I'm deeply saddened and hurt for her because this was one of our dear neighbors whom we all adore. We don't know who left if because they ripped off the address label on the magazine.

When I saw it, I was immediately angered. How dare someone pass this kind of judgement on MY mother! How dare someone think that Kim Kardashian's diet will work on my mom... a middle-class, single, working mother. (No offense to KK. Their show is one of my guilty pleasures! Shh!) But honestly ... according to this neighbor, they think they have the answer for my mom in the latest tabloid to her weight loss.

I took offense to this and have lost respect for whoever left it in our gate. They couldn't even say "Oh, hey! I saw this great new diet in this magazine, and I think I'll try it. Want to try it with me?" It's less offensive than just cowardly leaving it in our gate for us to find.

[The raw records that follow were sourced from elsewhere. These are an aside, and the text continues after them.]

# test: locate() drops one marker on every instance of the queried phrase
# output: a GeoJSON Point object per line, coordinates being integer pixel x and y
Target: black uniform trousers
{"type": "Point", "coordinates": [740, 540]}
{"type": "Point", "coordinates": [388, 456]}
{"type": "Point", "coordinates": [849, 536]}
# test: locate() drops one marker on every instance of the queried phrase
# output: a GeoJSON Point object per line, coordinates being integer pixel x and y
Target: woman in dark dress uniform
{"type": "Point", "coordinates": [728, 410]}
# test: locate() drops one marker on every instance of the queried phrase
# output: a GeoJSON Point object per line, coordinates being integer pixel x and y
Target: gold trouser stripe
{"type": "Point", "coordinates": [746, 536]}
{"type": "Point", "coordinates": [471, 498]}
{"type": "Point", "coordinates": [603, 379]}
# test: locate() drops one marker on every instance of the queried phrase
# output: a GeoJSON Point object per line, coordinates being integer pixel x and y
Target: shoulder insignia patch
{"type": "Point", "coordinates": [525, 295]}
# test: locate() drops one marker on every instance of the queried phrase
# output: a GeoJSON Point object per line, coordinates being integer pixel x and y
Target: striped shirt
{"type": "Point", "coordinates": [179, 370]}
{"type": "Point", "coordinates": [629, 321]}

Man up and tell us she's fat. It's not like she doesn't know.

So while I'm fuming about this for my mom, because I know how much of a struggle it is for her, she starts laughing the minute I show her.

I'm speechless, and she's saying "I wish I knew who this was so I could tell them 'THANK YOU! I didn't know I was fat!'" with a grin on her face the entire time she's saying this.... completely un-sarcastically.

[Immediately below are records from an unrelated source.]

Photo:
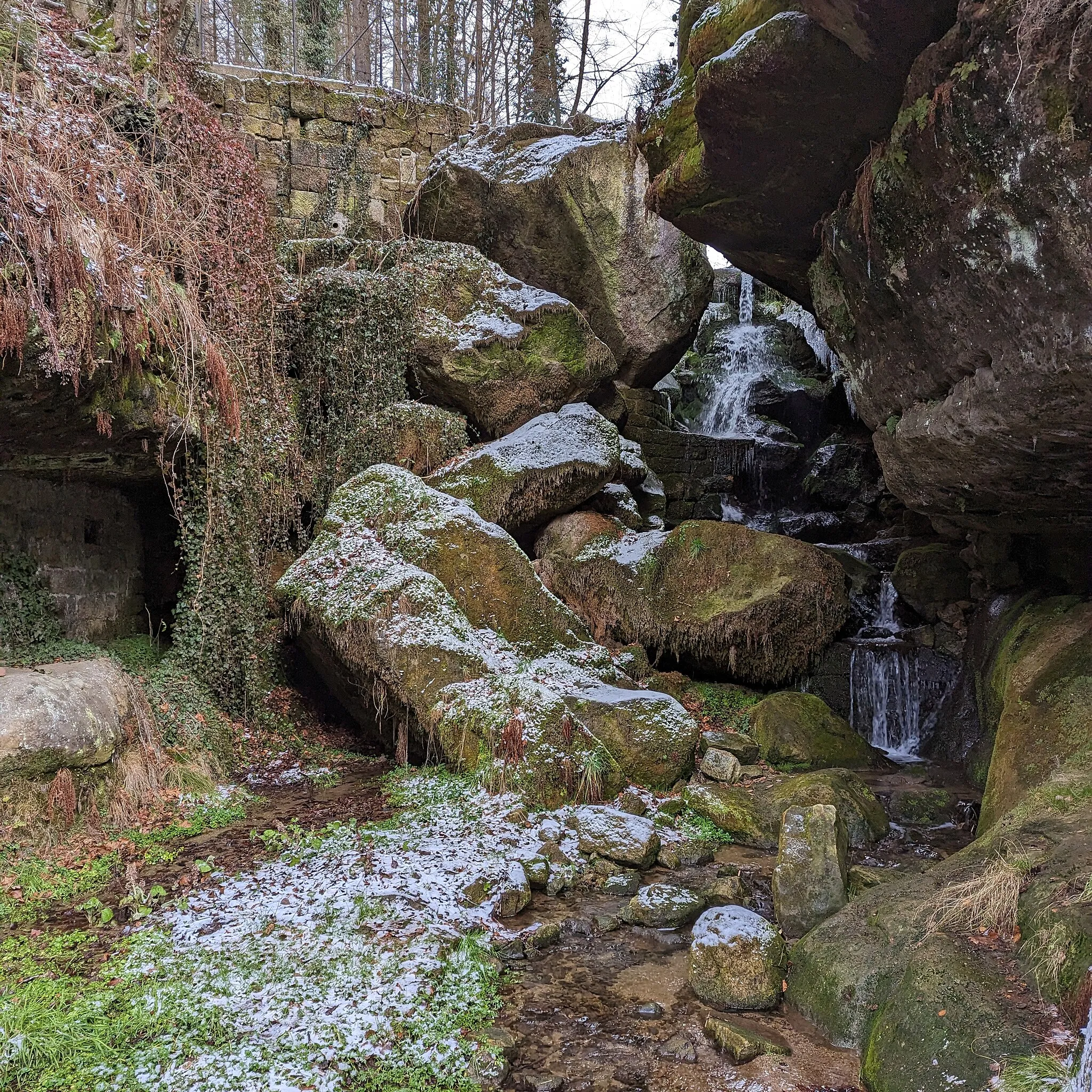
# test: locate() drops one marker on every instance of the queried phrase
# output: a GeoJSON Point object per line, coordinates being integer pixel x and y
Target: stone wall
{"type": "Point", "coordinates": [334, 158]}
{"type": "Point", "coordinates": [89, 542]}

I sat down and started writing this blog post, and I hear her over on her computer burst out laughing. I asked what was so funny and she said "I just can't imagine... why does someone think Kim Kardashian's diet will work on me?! They're just so close-minded! Those poor people."

I wish we could all just laugh things off like my mom does. It's wonderful. She's like a duck. She lets shit roll off her back because it won't do anything but weigh her down in life. Like laughing at someone when they say she's fat.

So, the moral of this post is please think twice before you judge someone based on what you see or hear. Because we're all handling a different battle, and we're all handling our battles differently.

...and my mom is awesome.


1 comment:

  1. I don't think this anonymous "gift" says anything about me or my weight. But it says a LOT about the person who did it.

    Weight issues are one of the sad remaining discriminations we have in our society. I would no sooner tell a fat person to just "go on a diet" than I would tell a clinically depressed person to just "get over it" - or tell someone with lung cancer to just "stop smoking those cigarettes."